La Community of Democracies lanciata nel giugno del 2000 a Varsavia riunisce governi democraticamente eletti e paesi in transizione verso la democrazia. La coalizione ha l’obiettivo di incentivare la cooperazione tra stati democratici in istituzioni regionali e globali, coordinare le iniziative per il consolidamento del rispetto dei diritti umani e della democrazia e il supporto alle democrazie emergenti.
La riunione di Santiago rappresenta il terzo passaggio ufficiale, dopo la Dichiarazione dei Principi del 2000 e il Piano di Azione di Seul, del novembre 2002. Negli intenti degli organizzatori dovrebbe dunque verificare l’efficacia delle decisioni sin qui prese, ma non solo. Si cercherà anche di mandare un messaggio forte alla comunità internazionale. Dopo l’inizio in sordina degli anni scorsi “vi è la possibilità concreta – scriveva sul Corriere, Emma Bonino, capo della delegazione italiana – che la gran parte dei Paesi partecipanti decidano di realizzare una effettiva “coalizione democratica”, in grado di agire di comune accordo su alcuni grandi temi della politica internazionale.”
In questo senso la presenza della Rice non può che costituire un pesante imprimatur alla credibilità del meeting. O al limite una garanzia che i media non si dilegueranno come nel 2002 quando Colin Powell decise di disertare Seul. “La settimana scorsa l’amministrazione Bush ha partecipato ad uno dei più grandi incontri sulla democrazia, ma non ve ne siete accorti”, ironizzava allora la Washington Post.
Poi c’è un’altra questione. “E’ noto come l’amministrazione Bush abbia posto al centro della sua politica estera la promozione della democrazia. La domanda è quanto sia reale quest’intenzione e se alla Casa Bianca si capisca veramente cosa vuol dire democrazia”, scriveva qualche settimana fa il Nobel “pentito” Stiglitz.
Andando a Santiago, Condi Rice sembra rispondere almeno alla prima domanda. E le critiche dei giorni scorsi a Venezuela ed Ecuador sembrano confermare che sulla dottrina Bush non si intende abbassare la guardia.
Ma la riunione di Santiago riveste particolare importanza anche alla luce delle proposte di Kofi Annan per la riforma delle Nazioni Unite. La struttura attuale dell’Onu fa sì che le democrazie, predominanti in varie istituzioni regionali, risultino in minoranza in altre. Con l’effetto che coalizioni di paesi non democratici riescono a bloccare iniziative su temi come le libertà fondamentali. Una delle strategie adottate della Community of Democracies è quella di costituirsi in “caucus”, cioè in gruppi organizzati che rafforzino la presenza dei paesi democratici.
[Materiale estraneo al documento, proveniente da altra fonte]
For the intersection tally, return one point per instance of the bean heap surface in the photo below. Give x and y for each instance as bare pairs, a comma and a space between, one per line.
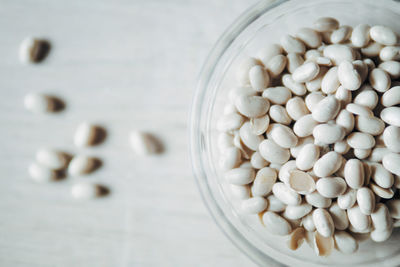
310, 137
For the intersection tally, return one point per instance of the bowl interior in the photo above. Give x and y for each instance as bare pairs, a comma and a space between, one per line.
266, 23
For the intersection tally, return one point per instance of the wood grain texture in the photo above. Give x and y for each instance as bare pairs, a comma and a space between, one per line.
125, 65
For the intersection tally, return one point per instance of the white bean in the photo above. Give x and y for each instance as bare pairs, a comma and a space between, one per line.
391, 162
276, 65
394, 208
229, 108
309, 36
361, 153
235, 92
345, 242
381, 175
362, 69
379, 80
257, 161
383, 35
328, 133
230, 158
327, 164
317, 200
391, 138
348, 76
283, 136
259, 125
368, 98
312, 54
331, 187
296, 108
330, 82
346, 120
226, 123
306, 72
378, 235
323, 246
297, 212
381, 218
372, 49
341, 147
254, 205
391, 115
360, 140
250, 139
359, 110
295, 87
275, 204
224, 141
242, 72
303, 183
41, 174
313, 99
339, 217
275, 224
81, 164
240, 191
326, 109
370, 125
338, 52
390, 53
378, 153
294, 151
341, 35
284, 172
240, 176
285, 194
360, 36
315, 84
259, 78
252, 106
265, 179
325, 24
277, 95
354, 173
343, 95
304, 126
273, 153
279, 114
366, 200
292, 45
308, 223
348, 199
323, 222
391, 97
294, 60
358, 220
392, 68
386, 193
307, 157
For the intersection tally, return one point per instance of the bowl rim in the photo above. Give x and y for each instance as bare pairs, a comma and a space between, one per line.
195, 149
196, 139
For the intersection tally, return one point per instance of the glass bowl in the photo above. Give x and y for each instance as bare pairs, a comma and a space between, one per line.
261, 24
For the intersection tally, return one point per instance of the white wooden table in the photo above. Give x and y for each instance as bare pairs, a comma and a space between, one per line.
125, 65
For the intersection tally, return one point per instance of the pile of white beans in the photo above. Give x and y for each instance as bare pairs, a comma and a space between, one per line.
310, 138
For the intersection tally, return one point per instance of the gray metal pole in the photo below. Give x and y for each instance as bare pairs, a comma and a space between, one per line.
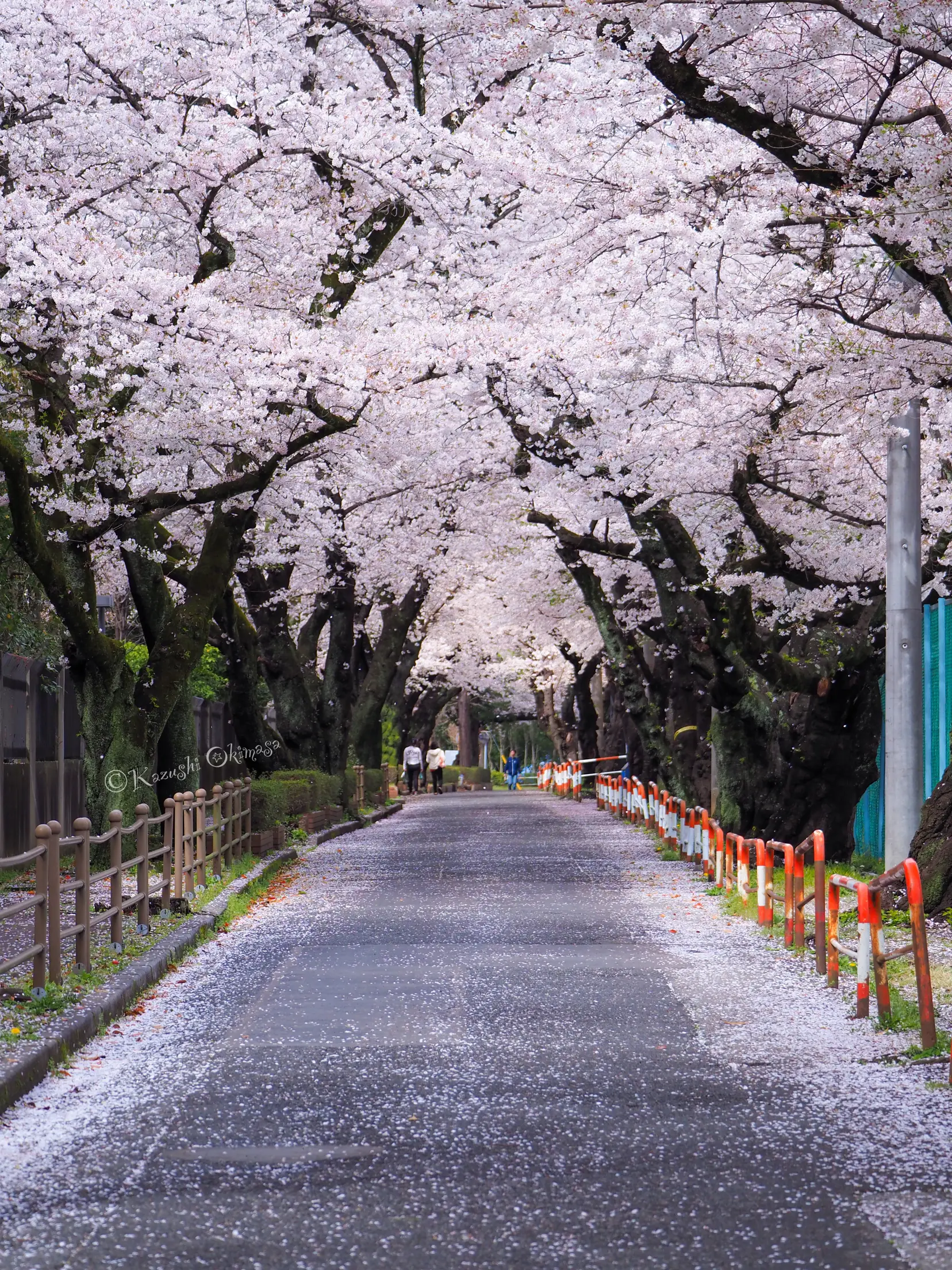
904, 638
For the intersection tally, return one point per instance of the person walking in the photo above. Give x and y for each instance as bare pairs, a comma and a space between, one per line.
413, 762
512, 770
436, 761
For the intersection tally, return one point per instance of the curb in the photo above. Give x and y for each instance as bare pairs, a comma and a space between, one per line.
80, 1024
353, 826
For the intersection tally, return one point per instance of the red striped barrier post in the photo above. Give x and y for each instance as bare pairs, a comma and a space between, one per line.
729, 849
833, 936
719, 858
877, 955
744, 869
819, 896
788, 893
705, 844
765, 866
862, 967
799, 925
684, 828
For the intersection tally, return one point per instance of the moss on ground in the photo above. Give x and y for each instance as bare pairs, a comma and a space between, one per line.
22, 1020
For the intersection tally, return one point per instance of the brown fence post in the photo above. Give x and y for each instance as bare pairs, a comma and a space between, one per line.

Ma “il Caucus per la Democrazia è ancora debole” ha dichiarato Jennifer Windsor, direttore di Freedom House, storicamente in prima linea con Democracy Coalition Project e Partito Radicale Transnazionale. L’obiettivo di Santiago dunque è di rafforzare tali gruppi.
Sempre in ambito Onu, c’è poi la riforma della Commissione per i Diritti Umani. Criticata in passato per l’inefficienza (si riunisce sei settimane l’anno) e per i criteri di selezione della presidenza (il Sudan in maggio 2004, o la Libia l’anno prima sono gli esempi più citati), si propone di sostituirla con un Consiglio dei Diritti Umani, “più snello e duraturo”.

Infine, come detto, la Comunità rappresenta sia paesi democratici che in transizione. Il problema è stabilire i criteri di democraticità, (al minimo) necessari per l’invito alle riunioni plenarie. Solo per quest’ultima di Santiago, c’è da registrare la delusione delle Ong che hanno partecipato al meeting preparatorio del marzo scorso e che criticano gli inviti rivolti a Bahrain, Fiji, Russia e Venezuela.